Editorial 17th April 2018


When will these demands stop to open ways for ever lasting peace? Initially the warring parties had come with demands and counter-demands. In one the opposition demanded the release of Riek Machar from house arrest in South Africa. Now they are demanding that both Machar and President Salva Kiir should not be in the next transitional government. The peace talks slated for Addis Ababa later this month has once again been postponed to early next month. The country seems to be on standstill with these new approaches towards the restoration of peace. In the last process, the parties were given time to come back or go back to their bases and through consultations, iron out the contentious issues facing the deliberation. If only some of these groups were having heart for the suffering of people in this country, they would have shelved their personal interests and attend to the needs of the majority populate. It may be obvious that peace will only be attained through the domesticated National Dialogue. Because it was in touch with the general public and addresses their issues at the grassroots.
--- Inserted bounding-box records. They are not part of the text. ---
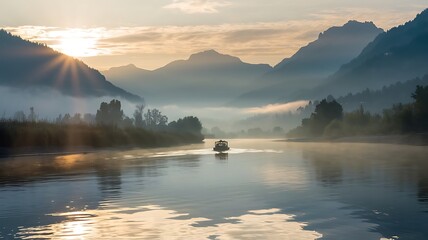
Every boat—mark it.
[213,140,230,152]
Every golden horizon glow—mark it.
[52,29,100,57]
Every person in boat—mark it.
[213,140,230,152]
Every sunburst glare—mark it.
[52,29,100,57]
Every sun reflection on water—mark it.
[18,205,322,239]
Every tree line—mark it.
[287,85,428,137]
[0,99,203,150]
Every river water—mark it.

The only predicament could be the lack of working capital to effectively produce the required results within a short period of time. If the support being directed to Addis Ababa, was given to the National Dialogue for sure there could have been some major positive signs and it would have been a sure way that the country was going to enjoy peace sooner than later. The notion that some key players were not willing to let peace go, coupled up with other negative factors are delaying or derailing the process. It is the people in this country who are yearning for peace that are suffering. Not those being accommodated in big hotels in Addis Ababa and enjoying the external proceeds. They would want to scuttle the process to suit their own agenda. This one will not be acceptable.